Ozdoba powiedział również, że „jeżeli ktoś się kieruje zemstą, ośmioma gwiazdkami, to jest to coś, co zagraża demokracji i jest niepokojące”. - Polityka jest niesprawiedliwa i zawsze taka była, ale kiedy widzę, że bohaterami stają się ludzie, co do których poziomu standardów demokracji, transparentności mam wątpliwości, albo kiedy słyszę, że marszałek Hołownia mówi, że izba nie będzie miejscem dla przestępców, a są ludzie, którzy ukrywali się przed wymiarem sprawiedliwości, to trzymam kciuki za każdego, kto jest na ważnym stanowisku, również za pana Hołownię - stwierdził polityk. - Albo że nie było dodatkowych procedur zweryfikowania pana Karpińskiego.
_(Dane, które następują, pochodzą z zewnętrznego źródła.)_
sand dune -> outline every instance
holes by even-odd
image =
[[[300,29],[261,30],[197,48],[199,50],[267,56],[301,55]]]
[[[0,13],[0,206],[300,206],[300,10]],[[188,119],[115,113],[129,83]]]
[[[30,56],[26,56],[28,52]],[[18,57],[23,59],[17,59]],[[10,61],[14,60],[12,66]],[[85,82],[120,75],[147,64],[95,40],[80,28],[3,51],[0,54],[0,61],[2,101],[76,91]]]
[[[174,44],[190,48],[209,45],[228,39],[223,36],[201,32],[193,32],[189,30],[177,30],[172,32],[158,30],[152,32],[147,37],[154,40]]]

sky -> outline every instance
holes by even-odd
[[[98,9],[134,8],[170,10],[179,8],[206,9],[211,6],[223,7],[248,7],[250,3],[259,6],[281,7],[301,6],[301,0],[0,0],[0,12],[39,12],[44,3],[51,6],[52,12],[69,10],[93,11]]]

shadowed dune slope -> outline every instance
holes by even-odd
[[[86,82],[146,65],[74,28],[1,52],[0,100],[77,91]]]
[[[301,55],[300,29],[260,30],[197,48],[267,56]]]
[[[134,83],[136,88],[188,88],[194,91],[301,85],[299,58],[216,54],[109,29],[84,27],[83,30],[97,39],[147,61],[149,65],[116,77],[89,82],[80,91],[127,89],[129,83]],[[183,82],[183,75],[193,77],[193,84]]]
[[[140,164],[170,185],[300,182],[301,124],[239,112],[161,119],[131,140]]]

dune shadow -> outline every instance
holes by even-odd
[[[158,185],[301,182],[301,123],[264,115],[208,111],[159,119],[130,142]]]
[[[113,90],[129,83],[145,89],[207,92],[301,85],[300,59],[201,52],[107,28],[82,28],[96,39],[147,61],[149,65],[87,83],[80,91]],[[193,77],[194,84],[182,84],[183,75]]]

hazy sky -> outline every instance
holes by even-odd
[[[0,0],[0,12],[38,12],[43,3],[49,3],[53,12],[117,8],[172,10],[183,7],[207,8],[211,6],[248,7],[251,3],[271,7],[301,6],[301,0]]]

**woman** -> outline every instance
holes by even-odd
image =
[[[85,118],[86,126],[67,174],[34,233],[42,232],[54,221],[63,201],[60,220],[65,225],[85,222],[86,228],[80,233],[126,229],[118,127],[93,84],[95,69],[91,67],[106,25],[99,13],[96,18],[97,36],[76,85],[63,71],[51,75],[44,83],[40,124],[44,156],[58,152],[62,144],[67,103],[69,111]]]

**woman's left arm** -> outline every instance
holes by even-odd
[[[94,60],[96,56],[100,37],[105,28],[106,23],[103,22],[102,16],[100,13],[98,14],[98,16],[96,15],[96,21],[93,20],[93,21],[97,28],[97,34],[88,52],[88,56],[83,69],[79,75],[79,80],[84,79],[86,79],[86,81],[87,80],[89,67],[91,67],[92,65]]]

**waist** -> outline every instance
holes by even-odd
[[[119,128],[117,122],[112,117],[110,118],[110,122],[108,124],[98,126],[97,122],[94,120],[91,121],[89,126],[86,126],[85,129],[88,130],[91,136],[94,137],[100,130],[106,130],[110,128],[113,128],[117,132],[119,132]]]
Mam nadzieję, że zmieni ten standard, bo jak na razie ta decyzja nie była najlepsza - dodał. 

Zdaniem Ozdoby „komisje śledcze to jest dziś pewien plan manipulacji”.  - Chodzi o to, żeby odwrócić uwagę od kluczowych decyzji – między innymi w Parlamencie Europejskim. Igrzyska, zamiast chleba. Igrzyska mają pokazać szereg nieprawidłowości, które będą naciągane, przy dość dużej machinie manipulacji i przewadze medialnej drugiej strony - podkreślił. - Po to, aby poparcie dla Zjednoczonej Prawicy Spadało, a Donald Tusk mógł wybielić siebie z wielu płaszczyzn. Uważam, że to jest tylko i wyłącznie ten zabieg - dodał.

Jacek Ozdoba zapytany został również, czy data 13 grudnia jest dobra na powierzenie misji tworzenia rządu Donaldowi Tuskowi. - Sądzę, że tradycje postkomunistycznych środowisk są zauważalne – tym bardziej, że z list PO wybrani byli działacze prominentni PZPR, tacy jak Leszek Miller, którzy uważają, że suwerenność nie ma dla nich znaczenia - powiedział. - Nie mówię, że Tusk wprowadza stan wojenny – to by nie było w porządku wobec ofiar stanu wojennego. Ale jakaś symbolika tego 13 grudnia dla niektórych środowisk może być zauważalna – tym bardziej, że mamy spore zaplecze, które odwołuje się wprost do tradycji komunistycznych - dodał. 

Czy PiS pod przewodnictwem Kaczyńskiego ma zdaniem Ozdoby szansę wygrać jeszcze wybory parlamentarne? Czy Suwerenna Polska stworzy w przyszłości odrębny klub? - Oczywiście, że mamy szanse wygrywać razem, bo to porozumienie daje nam wiele korzyści. Wygraliśmy wybory, ale nie wykorzystaliśmy potencjału – gdybyśmy spojrzeli na wyniki PO, to gdybyśmy szli narracją, którą idą publicyści, moglibyśmy powiedzieć, że Tusk nigdy nie wygrał wyborów - stwierdził Jacek Ozdoba, wiceminister klimatu, poseł PiS, Suwerenna Polska.